A car moving with a constant acceleration covers the distance between two points 80 m apart in 8.0 s. Its velocity as it passes the second point is 14 m/s.How far behind the first point was the car at rest?
To solve this problem, we need to break it down into steps:
Step 1: Identify the given information.
We are given:
- Distance between two points: 80 m
- Time taken to cover the distance: 8.0 s
- Velocity at the second point: 14 m/s
Step 2: Find the acceleration of the car.
We know that acceleration (a) is the rate of change of velocity.
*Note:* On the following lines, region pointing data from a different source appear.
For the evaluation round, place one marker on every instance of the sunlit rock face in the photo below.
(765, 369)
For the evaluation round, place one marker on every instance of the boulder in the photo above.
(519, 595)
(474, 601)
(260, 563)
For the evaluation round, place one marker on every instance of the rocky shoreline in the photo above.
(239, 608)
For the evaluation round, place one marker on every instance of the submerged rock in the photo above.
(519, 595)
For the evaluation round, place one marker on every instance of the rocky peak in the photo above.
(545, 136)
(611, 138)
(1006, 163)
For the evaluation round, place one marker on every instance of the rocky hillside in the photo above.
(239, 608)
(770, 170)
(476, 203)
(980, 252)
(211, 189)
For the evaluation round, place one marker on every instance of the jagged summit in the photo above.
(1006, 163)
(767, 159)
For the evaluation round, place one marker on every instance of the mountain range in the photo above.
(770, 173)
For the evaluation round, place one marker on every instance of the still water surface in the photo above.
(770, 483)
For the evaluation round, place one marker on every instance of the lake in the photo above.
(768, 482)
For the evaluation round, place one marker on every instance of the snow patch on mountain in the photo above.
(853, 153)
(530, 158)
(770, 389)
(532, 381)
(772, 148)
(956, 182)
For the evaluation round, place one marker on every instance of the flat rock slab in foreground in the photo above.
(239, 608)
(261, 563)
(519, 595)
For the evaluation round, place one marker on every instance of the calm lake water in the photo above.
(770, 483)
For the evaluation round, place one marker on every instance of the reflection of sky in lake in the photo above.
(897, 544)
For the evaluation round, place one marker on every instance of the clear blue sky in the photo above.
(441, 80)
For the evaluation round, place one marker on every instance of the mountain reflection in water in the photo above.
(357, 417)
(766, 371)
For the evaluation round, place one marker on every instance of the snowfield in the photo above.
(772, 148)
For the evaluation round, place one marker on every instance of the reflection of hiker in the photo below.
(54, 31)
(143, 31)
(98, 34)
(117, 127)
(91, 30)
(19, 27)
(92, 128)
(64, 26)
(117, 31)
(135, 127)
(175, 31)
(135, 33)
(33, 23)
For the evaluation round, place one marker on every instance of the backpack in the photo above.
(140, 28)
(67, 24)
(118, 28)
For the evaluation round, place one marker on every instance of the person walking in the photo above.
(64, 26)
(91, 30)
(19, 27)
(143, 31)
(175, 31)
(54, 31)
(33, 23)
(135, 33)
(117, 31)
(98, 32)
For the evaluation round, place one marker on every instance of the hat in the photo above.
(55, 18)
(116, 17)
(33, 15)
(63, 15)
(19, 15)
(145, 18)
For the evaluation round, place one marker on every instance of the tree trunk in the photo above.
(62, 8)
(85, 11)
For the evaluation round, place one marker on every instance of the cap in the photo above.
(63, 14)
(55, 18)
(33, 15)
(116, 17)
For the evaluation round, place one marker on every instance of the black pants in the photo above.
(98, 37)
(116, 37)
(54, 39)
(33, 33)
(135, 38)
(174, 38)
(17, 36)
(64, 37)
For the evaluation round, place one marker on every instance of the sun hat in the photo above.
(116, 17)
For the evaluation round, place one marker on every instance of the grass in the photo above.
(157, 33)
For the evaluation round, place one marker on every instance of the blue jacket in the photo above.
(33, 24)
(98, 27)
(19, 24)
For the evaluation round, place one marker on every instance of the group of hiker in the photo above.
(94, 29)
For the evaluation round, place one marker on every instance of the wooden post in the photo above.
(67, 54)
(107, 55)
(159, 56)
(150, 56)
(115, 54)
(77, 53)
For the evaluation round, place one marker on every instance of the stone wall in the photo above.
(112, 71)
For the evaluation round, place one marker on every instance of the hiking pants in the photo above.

Since the car is moving with constant acceleration, we can find it using the formula:
acceleration (a) = change in velocity / time
The change in velocity can be calculated by subtracting the initial velocity (0 m/s) from the final velocity (14 m/s):
Change in velocity = 14 m/s - 0 m/s = 14 m/s
Now, we can find the acceleration:
acceleration = change in velocity / time = 14 m/s / 8.0 s = 1.75 m/s²
Step 3: Find the distance the car was behind the first point when it was at rest.
To find the distance the car was behind the first point when it was at rest, we need to determine the initial velocity and the time it took to reach the second point.
Given that the car started from rest, the initial velocity (u) is 0 m/s. We also know the time it took to cover the distance between the two points is 8.0 s.
Now, we can use the equation of motion:
distance (s) = initial velocity (u) * time (t) + 0.5 * acceleration (a) * time (t)²
Using the known values:
80 m = 0 m/s * 8.0 s + 0.5 * 1.75 m/s² * (8.0 s)²
Simplifying the equation:
80 m = 0 m + 0.5 * 1.75 m/s² * 64 s²
80 m = 56 m
Therefore, the car was 80 m - 56 m = 24 m behind the first point when it was at rest.